Source: https://www.oed.com/dictionary/ (subscription needed for full access)

Now try and imagine having a conversation about politics, economics, your job, the news, or even what you watched last night on TV without using any of these words. Try and imagine any of our politicians getting through an interview of any length without resorting to industry, ideology, statistics, nationality or crisis. Let’s call us now Lemmy (Late Modern) and us then Emily (Early Modern):

Lemmy: We need to send back people who arrive here illegally if they are a different nationality.

Emily: What’s a nationality?

Lemmy: Failing to do so is based on woke ideology.

Emily: What’s an ideology? And what has my state of wakefulness got to do with it?

Lemmy: This is a crisis.

Emily: Is that a good crisis or a bad crisis?

Lemmy: All crises are bad.

You get the idea.

The 1700s are divided from us by a political and economic language which would have been almost unrecognisable to the people who lived then.

However the other thing that occurs to me is that 1800 is quite a while ago now. The approximate date boundaries of the various iterations of English are often presented as follows:

Source: https://www.myenglishlanguage.com/history-of-english/

Back to my sequence. We are up to 225 years now since the last major shift. So why do we still base our political and economic discussions on the language of the early 1800s?

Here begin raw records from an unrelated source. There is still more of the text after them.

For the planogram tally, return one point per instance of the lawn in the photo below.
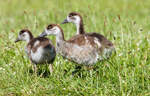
(125, 22)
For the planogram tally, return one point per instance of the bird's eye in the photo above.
(70, 15)
(49, 27)
(23, 35)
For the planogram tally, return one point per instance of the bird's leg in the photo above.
(35, 68)
(51, 68)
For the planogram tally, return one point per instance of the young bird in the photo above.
(39, 50)
(83, 54)
(106, 48)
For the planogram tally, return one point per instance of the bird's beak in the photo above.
(17, 40)
(65, 21)
(43, 34)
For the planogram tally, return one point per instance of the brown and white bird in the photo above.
(106, 48)
(78, 52)
(39, 50)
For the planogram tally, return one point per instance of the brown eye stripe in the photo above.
(73, 14)
(51, 26)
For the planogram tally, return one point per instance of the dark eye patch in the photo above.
(72, 14)
(49, 26)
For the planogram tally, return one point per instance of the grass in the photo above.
(125, 22)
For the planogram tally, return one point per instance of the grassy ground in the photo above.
(125, 22)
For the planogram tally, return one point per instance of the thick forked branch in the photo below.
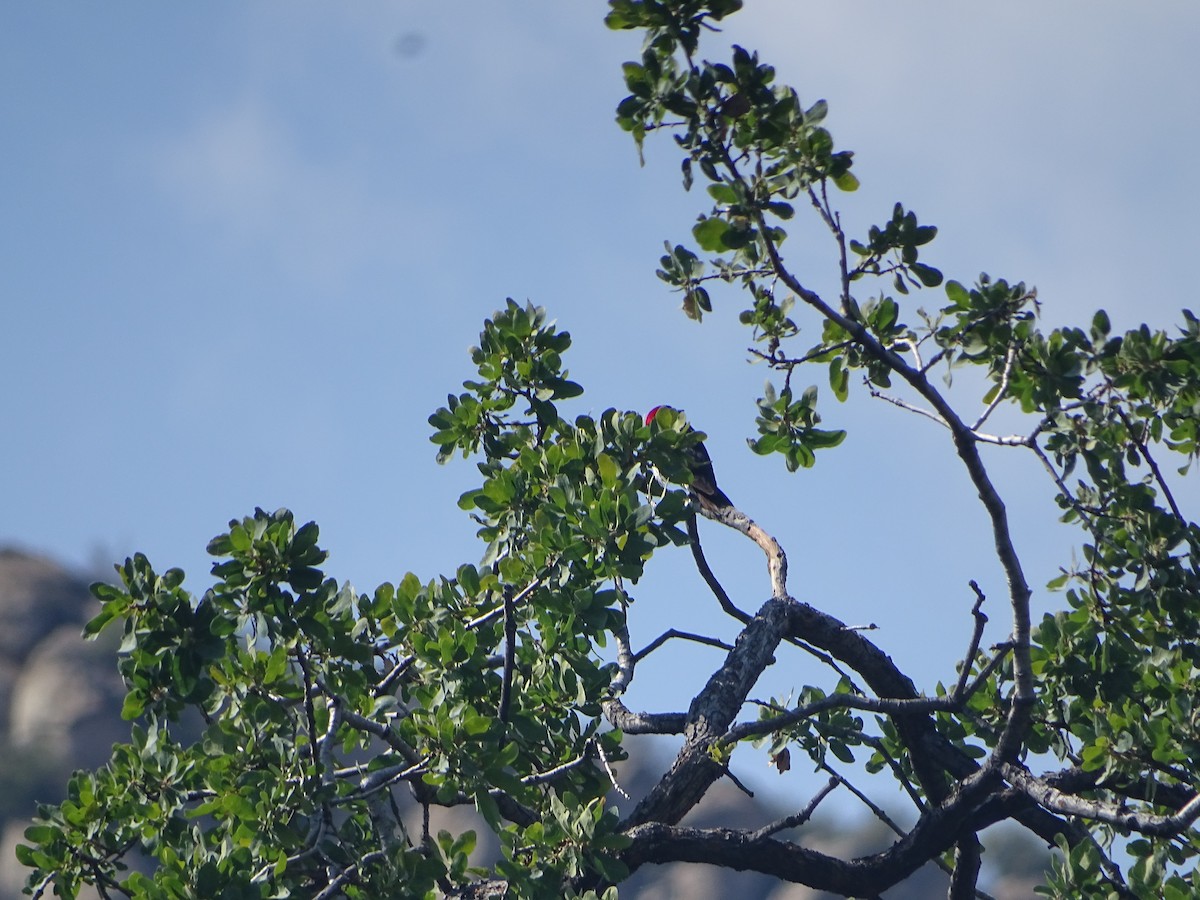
(969, 453)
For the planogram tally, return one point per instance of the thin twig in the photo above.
(682, 635)
(1000, 391)
(796, 819)
(976, 637)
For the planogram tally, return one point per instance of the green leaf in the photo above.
(849, 183)
(709, 234)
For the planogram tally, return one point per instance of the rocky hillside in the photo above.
(59, 707)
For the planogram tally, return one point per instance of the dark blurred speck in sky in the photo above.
(409, 45)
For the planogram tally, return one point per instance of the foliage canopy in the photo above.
(324, 711)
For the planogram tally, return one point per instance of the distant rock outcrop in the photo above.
(60, 700)
(60, 695)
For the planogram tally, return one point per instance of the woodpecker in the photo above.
(703, 480)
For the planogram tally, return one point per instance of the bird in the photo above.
(703, 479)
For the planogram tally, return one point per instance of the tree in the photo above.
(321, 708)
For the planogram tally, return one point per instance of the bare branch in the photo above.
(797, 819)
(1054, 799)
(1001, 391)
(976, 637)
(906, 406)
(682, 635)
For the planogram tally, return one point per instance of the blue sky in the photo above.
(244, 249)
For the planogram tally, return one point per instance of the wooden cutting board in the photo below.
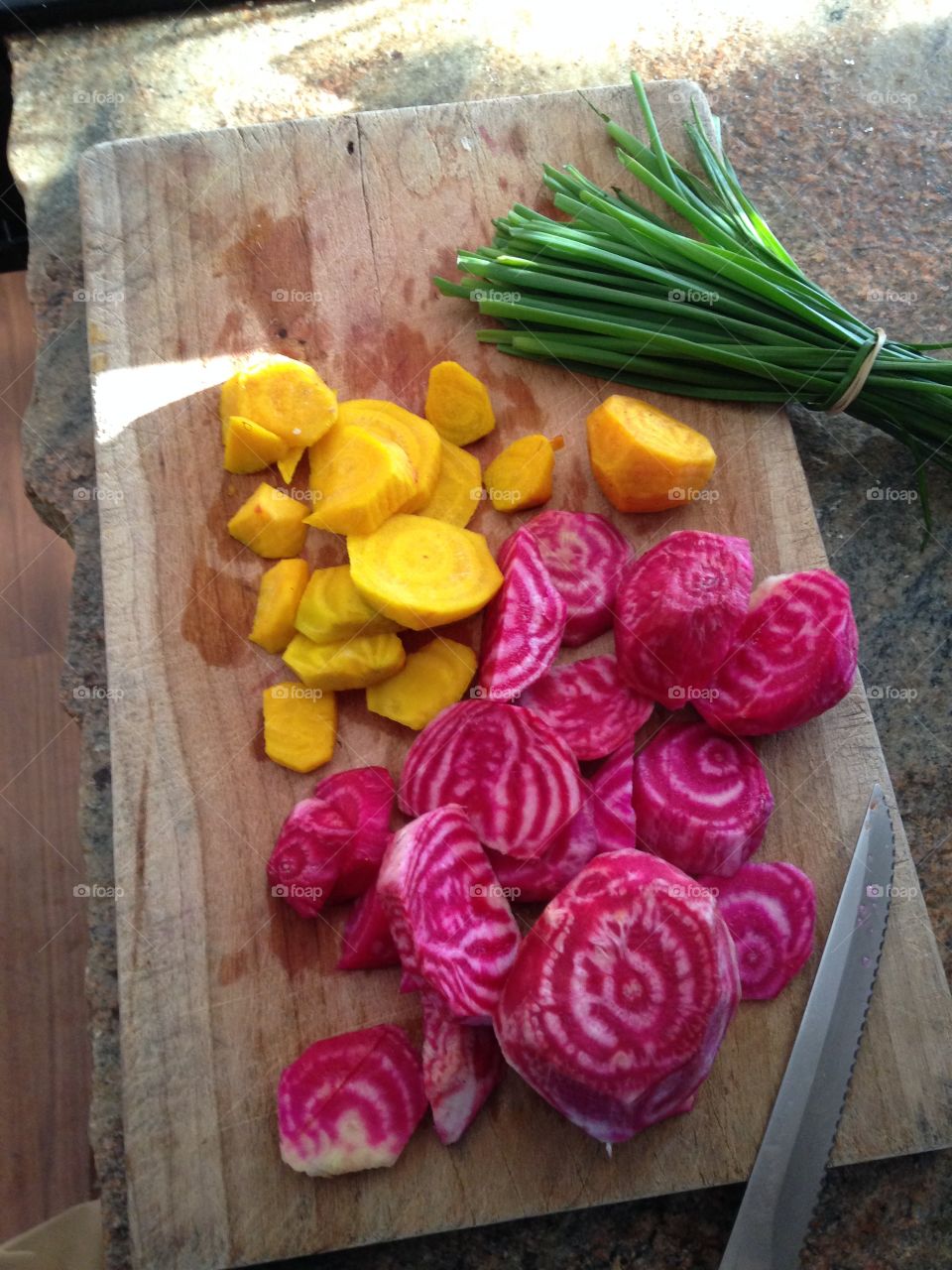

Well perhaps only our politicians and the people who volunteer to be in the Question Time audience do. As Carlo Iacono puts it brilliantly here in response to James Marriott’s essay The dawn of the post-literate society:

The future Marriott fears, where we’re all reduced to emotional, reactive creatures of the feed, is certainly one possibility. But it’s not inevitable. The teenagers I see who code while listening to philosophy podcasts, who annotate videos with critical commentary, who create elaborate multimedia presentations synthesising dozens of sources: they’re not the degraded shadows of their literate ancestors. They’re developing new forms of intellectual engagement that we’re only beginning to understand.

In the spirit of the slow singularity, perhaps the transition is already happening, but will only be recorded on a timeline when it is more established. Take podcasts, for instance. Ofcom’s latest Media Nations report from 2024 says this:

After a dip in the past couple of years, it seems that 15-24-year-olds are getting back into podcasts, while 35-44s are turning away. Podcasts are still most popular among adults aged 25-34, with weekly reach increasing to 27.9% in the last year. The over-54s remain less likely than average to listen to podcasts, but in contrast to the fluctuation in younger age groups, reach has been steadily increasing among over-54s in the past five years.

It may be that what will be the important language of the next century is already developing out of sight of most politicians and political commentators.

And the people developing it are likely to have just as hard a time holding a conversation with our current rulers as Lemmy is with Emily.